Night Fly Fishing for Stripers: Salt Ponds

Salt Ponds: A Beginner’s Best Friend

Salt ponds are one of best places, day or night, for beginners to start their fly fishing endeavors for striped bass.

They have diverse bait options and are an easily understood area for a beginner.  Many fly fishermen reading this probably have a small- to medium-sized salt pond at which they fish the outlet on a dropping tide during the day for schoolies.

In your head, this is a schoolie spot, but what if I told you that you’re just approaching it the wrong way for targeting big fish?

My favorite salt pond near my house has fly fishermen and light-tackle spin guys there frequently.  Sometimes, if the sunrise looks like it might be epic and I am fishing on a weekend instead of before work, I will stay well past my normal stop fishing time of 5:30 am and will hang out until 6 to 6:30 am.

Will put on a small gurgler and see if I can raise a few schoolies on topwater because topwater is always exciting while I wait for some awesome picture shots to reveal themselves.  During that 5:30 to 6:30 am window, new guys will show up and politely ask if they can fish.  I will say, “Go right ahead.  I am pretty much done fishing anyways”.
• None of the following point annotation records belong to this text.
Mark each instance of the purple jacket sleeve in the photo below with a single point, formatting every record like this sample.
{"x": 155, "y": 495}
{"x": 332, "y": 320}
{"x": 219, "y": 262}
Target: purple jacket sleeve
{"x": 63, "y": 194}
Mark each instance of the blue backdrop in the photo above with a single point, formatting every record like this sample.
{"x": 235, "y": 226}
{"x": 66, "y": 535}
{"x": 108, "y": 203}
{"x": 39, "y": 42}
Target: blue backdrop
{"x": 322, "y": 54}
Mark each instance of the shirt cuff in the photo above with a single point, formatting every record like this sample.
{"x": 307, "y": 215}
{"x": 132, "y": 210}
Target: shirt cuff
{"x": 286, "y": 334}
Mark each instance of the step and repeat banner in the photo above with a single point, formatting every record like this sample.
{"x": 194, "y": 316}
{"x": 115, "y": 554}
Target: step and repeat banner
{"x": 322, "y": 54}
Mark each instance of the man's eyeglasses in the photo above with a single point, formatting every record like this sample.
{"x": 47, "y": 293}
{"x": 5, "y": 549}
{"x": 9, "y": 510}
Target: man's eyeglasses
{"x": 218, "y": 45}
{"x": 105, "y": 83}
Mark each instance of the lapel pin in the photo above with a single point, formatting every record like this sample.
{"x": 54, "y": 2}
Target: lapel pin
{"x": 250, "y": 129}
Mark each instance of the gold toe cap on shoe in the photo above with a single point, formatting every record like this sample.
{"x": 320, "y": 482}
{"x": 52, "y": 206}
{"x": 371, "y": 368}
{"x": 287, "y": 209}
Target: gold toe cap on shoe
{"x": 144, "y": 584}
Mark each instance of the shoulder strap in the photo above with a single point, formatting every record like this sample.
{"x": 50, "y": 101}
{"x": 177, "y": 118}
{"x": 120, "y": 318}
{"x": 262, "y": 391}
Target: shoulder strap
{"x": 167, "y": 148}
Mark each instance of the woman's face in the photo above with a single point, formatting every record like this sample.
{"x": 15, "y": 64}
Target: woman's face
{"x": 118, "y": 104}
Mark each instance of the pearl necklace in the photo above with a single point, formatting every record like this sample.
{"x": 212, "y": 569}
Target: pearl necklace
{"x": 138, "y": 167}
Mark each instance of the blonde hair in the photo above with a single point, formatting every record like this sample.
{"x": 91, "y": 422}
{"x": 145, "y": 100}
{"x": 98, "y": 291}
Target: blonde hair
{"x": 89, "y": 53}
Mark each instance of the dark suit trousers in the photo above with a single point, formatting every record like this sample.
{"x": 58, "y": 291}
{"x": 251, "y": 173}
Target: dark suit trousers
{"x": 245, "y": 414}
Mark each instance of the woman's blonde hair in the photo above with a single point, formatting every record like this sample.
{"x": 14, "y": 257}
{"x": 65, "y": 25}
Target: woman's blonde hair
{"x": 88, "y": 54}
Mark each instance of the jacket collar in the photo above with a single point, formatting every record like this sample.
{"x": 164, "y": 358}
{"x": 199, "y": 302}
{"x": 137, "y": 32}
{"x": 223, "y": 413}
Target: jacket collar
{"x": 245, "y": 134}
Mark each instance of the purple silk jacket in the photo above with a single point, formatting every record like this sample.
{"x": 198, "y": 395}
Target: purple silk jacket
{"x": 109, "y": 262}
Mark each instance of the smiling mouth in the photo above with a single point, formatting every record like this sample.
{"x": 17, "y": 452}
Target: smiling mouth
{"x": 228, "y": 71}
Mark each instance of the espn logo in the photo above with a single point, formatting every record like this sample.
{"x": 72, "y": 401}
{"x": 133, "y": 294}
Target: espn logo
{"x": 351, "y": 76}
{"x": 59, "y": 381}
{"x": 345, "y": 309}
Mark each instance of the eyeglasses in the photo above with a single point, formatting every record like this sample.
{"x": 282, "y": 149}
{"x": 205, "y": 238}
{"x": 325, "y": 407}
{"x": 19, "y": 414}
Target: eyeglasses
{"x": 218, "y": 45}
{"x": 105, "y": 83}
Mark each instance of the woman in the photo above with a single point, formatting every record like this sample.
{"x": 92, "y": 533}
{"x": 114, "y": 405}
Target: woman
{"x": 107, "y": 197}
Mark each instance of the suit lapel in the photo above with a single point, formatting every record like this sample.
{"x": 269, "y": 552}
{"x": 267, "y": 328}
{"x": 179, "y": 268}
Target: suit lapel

Often they will remark it’s a great spot for schoolies, and my response is: “Well, you are showing up three hours later than you need to, if you want a keeper”.  To this day I have yet to see one of them show up when I am fishing 2 to 5 am.

I am not saying they would have caught tons of big fish and, in fact, they probably caught way more striped bass than I did that same day.  A good night at a salt pond throwing large flies will yield two to three fish in the 30 inches or larger bracket and another three to five fish in the mid to upper 20″ range.

A more normal success rate at night with big flies is a few  fish in the 28″ to 34″ range.  A good daytime falling tide using standard striper flies might yield 15 to 35 school stripers, with a few 23″ to 27″ fish mixed in, but most fish will be 16″ to 20″, with a fish over 30″ being very rare.

So, a daylight trip is probably going to yield more fish caught than a dedicated night trip hunting big fish, but, out of my all my daylight trips to fish salt ponds, I have personally never caught a bass over 27′ except one time.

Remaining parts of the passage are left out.